Re: Re: [PATCH 5/5] mm/readahead: Use find_get_pages instead of radix_tree_lookup.

Fengguang Wu <fengguang.wu@xxxxxxxxx> · Fri, 28 Sep 2012 20:18:50 +0800

On Wed, Sep 26, 2012 at 08:28:20AM +0530, Raghavendra D Prabhu wrote:
> Hi,
> 
> 
> * On Sat, Sep 22, 2012 at 09:15:07PM +0800, Fengguang Wu <fengguang.wu@xxxxxxxxx> wrote:
> >On Sat, Sep 22, 2012 at 04:03:14PM +0530, raghu.prabhu13@xxxxxxxxx wrote:
> >>From: Raghavendra D Prabhu <rprabhu@xxxxxxxxxxx>
> >>
> >>Instead of running radix_tree_lookup in a loop and lock/unlocking in the
> >>process, find_get_pages is called once, which returns a page_list, some of which
> >>are not NULL and are in core.
> >>
> >>Also, since find_get_pages returns number of pages, if all pages are already
> >>cached, it can return early.
> >>
> >>This will be mostly helpful when a higher proportion of nr_to_read pages are
> >>already in the cache, which will mean less locking for page cache hits.
> >
> >Do you mean the rcu_read_lock()? But it's a no-op for most archs.  So
> >the benefit of this patch is questionable. Will need real performance
> >numbers to support it.
> 
> Aside from the rcu lock/unlock, isn't it better to not make separate
> calls to radix_tree_lookup and merge them into one call? Similar
> approach is used with pagevec_lookup which is usually used when one
> needs to deal with a set of pages.

Yeah, batching is generally good, however find_get_pages() is not the
right tool. It costs:
- get/release page counts
- likely a lot more searches in the address space, because it does not
  limit the end index of the search.

radix_tree_next_hole() will be the right tool, and I have a patch to
make it actually smarter than the current dumb loop.

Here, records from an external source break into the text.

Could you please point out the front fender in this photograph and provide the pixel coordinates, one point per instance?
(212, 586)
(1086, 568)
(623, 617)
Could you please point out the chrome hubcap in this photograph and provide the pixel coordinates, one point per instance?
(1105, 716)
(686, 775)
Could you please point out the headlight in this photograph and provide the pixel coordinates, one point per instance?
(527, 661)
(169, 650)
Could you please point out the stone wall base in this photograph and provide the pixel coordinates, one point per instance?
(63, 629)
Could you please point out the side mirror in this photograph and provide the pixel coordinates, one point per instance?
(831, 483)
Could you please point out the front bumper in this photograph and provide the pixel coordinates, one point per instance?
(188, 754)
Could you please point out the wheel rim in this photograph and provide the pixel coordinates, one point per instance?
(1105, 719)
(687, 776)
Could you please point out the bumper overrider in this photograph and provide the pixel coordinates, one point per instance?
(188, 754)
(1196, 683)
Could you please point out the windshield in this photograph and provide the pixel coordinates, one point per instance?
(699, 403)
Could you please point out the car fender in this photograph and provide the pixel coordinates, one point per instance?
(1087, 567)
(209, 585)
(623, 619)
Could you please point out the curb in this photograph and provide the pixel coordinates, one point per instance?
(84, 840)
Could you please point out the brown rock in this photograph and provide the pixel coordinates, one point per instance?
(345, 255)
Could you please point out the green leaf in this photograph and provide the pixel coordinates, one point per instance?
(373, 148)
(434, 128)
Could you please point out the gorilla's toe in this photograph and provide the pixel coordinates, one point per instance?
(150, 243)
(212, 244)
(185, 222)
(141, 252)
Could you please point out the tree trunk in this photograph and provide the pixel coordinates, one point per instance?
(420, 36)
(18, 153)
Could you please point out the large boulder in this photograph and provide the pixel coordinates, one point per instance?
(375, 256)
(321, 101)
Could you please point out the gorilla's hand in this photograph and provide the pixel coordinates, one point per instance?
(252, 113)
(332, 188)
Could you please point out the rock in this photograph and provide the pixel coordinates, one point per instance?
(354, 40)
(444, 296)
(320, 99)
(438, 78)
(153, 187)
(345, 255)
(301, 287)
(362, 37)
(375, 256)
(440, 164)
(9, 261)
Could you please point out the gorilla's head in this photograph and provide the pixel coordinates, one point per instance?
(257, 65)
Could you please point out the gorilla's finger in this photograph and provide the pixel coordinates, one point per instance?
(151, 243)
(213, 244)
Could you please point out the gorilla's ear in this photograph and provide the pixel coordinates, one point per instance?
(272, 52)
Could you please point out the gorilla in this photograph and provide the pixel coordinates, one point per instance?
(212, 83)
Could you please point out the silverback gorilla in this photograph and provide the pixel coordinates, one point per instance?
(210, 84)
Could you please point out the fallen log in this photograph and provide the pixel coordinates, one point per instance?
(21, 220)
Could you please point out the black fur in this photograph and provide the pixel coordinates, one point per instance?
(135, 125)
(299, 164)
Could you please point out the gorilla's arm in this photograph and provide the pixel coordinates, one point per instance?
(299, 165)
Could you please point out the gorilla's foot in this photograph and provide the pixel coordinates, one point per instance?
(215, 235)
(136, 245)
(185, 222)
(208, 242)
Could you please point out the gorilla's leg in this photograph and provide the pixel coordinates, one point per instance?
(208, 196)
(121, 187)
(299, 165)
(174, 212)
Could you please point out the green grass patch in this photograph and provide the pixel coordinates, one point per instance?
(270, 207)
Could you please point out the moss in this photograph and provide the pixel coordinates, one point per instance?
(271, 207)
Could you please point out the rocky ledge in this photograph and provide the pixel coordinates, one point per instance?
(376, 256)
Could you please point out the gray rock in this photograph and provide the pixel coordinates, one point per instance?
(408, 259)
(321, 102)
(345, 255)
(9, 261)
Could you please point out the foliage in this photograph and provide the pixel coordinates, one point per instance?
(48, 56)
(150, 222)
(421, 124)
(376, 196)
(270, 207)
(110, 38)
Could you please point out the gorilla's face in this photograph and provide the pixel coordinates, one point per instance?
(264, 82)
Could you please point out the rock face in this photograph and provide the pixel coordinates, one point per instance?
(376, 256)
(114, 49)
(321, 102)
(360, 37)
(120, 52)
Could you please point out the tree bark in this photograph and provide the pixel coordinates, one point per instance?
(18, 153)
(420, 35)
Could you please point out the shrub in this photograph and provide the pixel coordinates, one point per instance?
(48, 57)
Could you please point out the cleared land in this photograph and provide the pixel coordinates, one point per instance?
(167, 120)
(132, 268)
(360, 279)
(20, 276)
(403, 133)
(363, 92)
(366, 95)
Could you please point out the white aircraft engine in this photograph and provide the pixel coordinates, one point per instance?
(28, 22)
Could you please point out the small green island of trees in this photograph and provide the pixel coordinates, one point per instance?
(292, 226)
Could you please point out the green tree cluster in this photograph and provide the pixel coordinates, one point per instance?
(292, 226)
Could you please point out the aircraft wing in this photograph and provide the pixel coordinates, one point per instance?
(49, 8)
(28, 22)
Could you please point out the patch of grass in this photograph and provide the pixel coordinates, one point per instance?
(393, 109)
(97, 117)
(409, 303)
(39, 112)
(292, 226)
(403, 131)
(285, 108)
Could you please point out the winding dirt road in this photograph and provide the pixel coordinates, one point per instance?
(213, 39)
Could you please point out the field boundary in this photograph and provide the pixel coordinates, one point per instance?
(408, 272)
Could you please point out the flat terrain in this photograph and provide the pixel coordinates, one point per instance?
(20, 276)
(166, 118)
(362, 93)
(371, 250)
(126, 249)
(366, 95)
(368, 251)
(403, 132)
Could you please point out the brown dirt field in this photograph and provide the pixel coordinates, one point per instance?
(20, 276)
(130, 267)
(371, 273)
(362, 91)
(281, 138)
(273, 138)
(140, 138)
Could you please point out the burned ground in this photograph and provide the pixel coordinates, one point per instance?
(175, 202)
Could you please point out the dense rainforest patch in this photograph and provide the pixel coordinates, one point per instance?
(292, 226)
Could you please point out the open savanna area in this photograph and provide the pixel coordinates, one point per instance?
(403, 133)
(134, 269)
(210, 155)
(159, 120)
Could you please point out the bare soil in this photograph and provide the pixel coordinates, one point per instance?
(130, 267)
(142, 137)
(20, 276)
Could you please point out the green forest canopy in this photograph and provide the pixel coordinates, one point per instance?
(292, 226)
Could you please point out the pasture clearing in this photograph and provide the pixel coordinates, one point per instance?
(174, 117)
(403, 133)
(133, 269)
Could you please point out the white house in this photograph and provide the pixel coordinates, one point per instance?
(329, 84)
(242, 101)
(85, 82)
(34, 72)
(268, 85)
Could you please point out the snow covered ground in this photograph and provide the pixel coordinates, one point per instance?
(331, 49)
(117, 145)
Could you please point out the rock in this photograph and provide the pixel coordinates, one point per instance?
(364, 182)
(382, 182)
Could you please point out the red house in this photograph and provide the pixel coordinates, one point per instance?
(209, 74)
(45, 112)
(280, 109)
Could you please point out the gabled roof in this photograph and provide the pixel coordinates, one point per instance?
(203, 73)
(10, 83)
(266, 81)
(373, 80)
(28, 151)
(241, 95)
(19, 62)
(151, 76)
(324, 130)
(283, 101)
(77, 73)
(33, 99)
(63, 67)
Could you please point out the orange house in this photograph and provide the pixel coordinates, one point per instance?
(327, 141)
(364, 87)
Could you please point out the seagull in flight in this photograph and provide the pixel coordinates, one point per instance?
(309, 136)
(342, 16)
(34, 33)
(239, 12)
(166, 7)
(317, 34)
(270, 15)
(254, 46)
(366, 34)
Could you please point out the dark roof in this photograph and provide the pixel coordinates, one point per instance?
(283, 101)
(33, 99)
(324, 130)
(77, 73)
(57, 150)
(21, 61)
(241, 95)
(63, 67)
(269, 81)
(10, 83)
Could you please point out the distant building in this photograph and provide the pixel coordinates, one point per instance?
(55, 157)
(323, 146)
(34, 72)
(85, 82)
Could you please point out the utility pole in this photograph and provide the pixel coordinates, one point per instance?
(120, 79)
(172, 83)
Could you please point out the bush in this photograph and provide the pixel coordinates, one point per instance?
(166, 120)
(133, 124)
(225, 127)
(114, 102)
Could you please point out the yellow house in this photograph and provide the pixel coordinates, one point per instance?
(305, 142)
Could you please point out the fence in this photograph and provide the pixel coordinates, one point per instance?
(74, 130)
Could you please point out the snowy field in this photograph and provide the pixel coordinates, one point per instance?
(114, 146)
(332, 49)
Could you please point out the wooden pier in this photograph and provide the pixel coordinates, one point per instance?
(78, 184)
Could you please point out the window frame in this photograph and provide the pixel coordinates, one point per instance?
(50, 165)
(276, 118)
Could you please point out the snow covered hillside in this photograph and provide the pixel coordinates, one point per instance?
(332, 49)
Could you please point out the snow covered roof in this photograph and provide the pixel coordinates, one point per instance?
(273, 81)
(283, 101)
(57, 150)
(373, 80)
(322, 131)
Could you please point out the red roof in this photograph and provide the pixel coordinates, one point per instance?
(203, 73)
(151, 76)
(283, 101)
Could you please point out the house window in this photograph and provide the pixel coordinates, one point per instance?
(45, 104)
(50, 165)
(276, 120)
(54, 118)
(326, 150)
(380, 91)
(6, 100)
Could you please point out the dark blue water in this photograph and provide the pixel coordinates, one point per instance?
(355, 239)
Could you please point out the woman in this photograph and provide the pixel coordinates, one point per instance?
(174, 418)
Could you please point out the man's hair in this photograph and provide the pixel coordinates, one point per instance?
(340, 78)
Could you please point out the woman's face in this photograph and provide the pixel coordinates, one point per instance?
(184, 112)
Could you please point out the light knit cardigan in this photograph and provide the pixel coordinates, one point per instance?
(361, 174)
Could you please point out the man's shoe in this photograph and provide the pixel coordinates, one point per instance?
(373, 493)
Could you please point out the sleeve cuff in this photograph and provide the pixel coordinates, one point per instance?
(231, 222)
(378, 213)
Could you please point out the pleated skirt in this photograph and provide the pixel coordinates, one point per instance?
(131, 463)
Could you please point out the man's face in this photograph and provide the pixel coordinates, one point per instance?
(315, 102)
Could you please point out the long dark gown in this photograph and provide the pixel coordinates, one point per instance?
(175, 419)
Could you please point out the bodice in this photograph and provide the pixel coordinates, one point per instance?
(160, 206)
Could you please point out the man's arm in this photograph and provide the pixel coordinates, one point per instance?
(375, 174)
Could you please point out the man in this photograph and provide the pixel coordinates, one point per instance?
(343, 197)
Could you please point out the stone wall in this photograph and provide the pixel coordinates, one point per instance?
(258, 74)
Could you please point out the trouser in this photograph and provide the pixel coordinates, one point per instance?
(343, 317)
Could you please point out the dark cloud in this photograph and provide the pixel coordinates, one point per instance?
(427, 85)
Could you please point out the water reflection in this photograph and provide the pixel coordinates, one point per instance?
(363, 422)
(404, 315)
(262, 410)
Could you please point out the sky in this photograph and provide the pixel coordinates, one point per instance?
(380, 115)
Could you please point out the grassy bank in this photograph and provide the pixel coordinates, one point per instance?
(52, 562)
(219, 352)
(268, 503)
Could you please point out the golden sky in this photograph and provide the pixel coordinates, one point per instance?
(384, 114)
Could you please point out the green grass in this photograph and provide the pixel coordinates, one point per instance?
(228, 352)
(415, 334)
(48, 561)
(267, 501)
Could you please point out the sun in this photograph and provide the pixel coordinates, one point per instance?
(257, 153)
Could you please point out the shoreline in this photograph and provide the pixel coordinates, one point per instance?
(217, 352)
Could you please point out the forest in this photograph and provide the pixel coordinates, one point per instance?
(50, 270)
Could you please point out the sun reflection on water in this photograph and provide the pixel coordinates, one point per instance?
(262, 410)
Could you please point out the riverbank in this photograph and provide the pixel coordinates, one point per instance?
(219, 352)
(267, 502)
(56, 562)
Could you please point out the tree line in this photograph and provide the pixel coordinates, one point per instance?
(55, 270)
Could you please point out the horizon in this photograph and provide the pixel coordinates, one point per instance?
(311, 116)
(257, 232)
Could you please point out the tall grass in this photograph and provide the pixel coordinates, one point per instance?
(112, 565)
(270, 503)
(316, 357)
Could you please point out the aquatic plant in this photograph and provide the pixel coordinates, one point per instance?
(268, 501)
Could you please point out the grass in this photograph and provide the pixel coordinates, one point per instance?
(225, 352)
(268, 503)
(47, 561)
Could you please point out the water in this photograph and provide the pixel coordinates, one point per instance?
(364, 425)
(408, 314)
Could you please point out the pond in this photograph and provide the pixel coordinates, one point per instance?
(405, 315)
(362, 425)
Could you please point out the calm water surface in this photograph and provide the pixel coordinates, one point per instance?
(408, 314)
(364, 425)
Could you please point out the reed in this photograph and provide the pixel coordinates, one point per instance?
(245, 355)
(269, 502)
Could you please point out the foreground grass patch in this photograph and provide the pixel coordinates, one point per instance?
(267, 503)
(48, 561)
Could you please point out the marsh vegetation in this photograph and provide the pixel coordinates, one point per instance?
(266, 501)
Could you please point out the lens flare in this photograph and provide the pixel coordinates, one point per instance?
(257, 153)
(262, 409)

> >>Signed-off-by: Raghavendra D Prabhu <rprabhu@xxxxxxxxxxx>
> >>---
> >> mm/readahead.c | 31 +++++++++++++++++++++++--------
> >> 1 file changed, 23 insertions(+), 8 deletions(-)
> >>
> >>diff --git a/mm/readahead.c b/mm/readahead.c
> >>index 3977455..3a1798d 100644
> >>--- a/mm/readahead.c
> >>+++ b/mm/readahead.c
> >>@@ -157,35 +157,42 @@ __do_page_cache_readahead(struct address_space *mapping, struct file *filp,
> >> {
> >> 	struct inode *inode = mapping->host;
> >> 	struct page *page;
> >>+	struct page **page_list = NULL;
> >> 	unsigned long end_index;	/* The last page we want to read */
> >> 	LIST_HEAD(page_pool);
> >> 	int page_idx;
> >> 	int ret = 0;
> >> 	int ret_read = 0;
> >>+	unsigned long num;
> >>+	pgoff_t page_offset;
> >> 	loff_t isize = i_size_read(inode);
> >>
> >> 	if (isize == 0)
> >> 		goto out;
> >>
> >>+	page_list = kzalloc(nr_to_read * sizeof(struct page *), GFP_KERNEL);
> >>+	if (!page_list)
> >>+		goto out;
> >
> >That cost one more memory allocation and added code to maintain the
> >page list. The original code also don't have the cost of grabbing the
> >page count, which eliminate the trouble of page release.
> >
> >> 	end_index = ((isize - 1) >> PAGE_CACHE_SHIFT);
> >>+	num = find_get_pages(mapping, offset, nr_to_read, page_list);
> >
> >Assume we want to readahead pages for indexes [0, 100] and the cached
> >pages are in [1000, 1100]. find_get_pages() will return the latter.
> >Which is probably not the your expected results.
> 
> I thought if I ask for pages in the range [0,100] it will return a
> sparse array [0,100] but with holes (NULL) for pages not in cache
> and references to pages in cache. Isn't that the expected behavior?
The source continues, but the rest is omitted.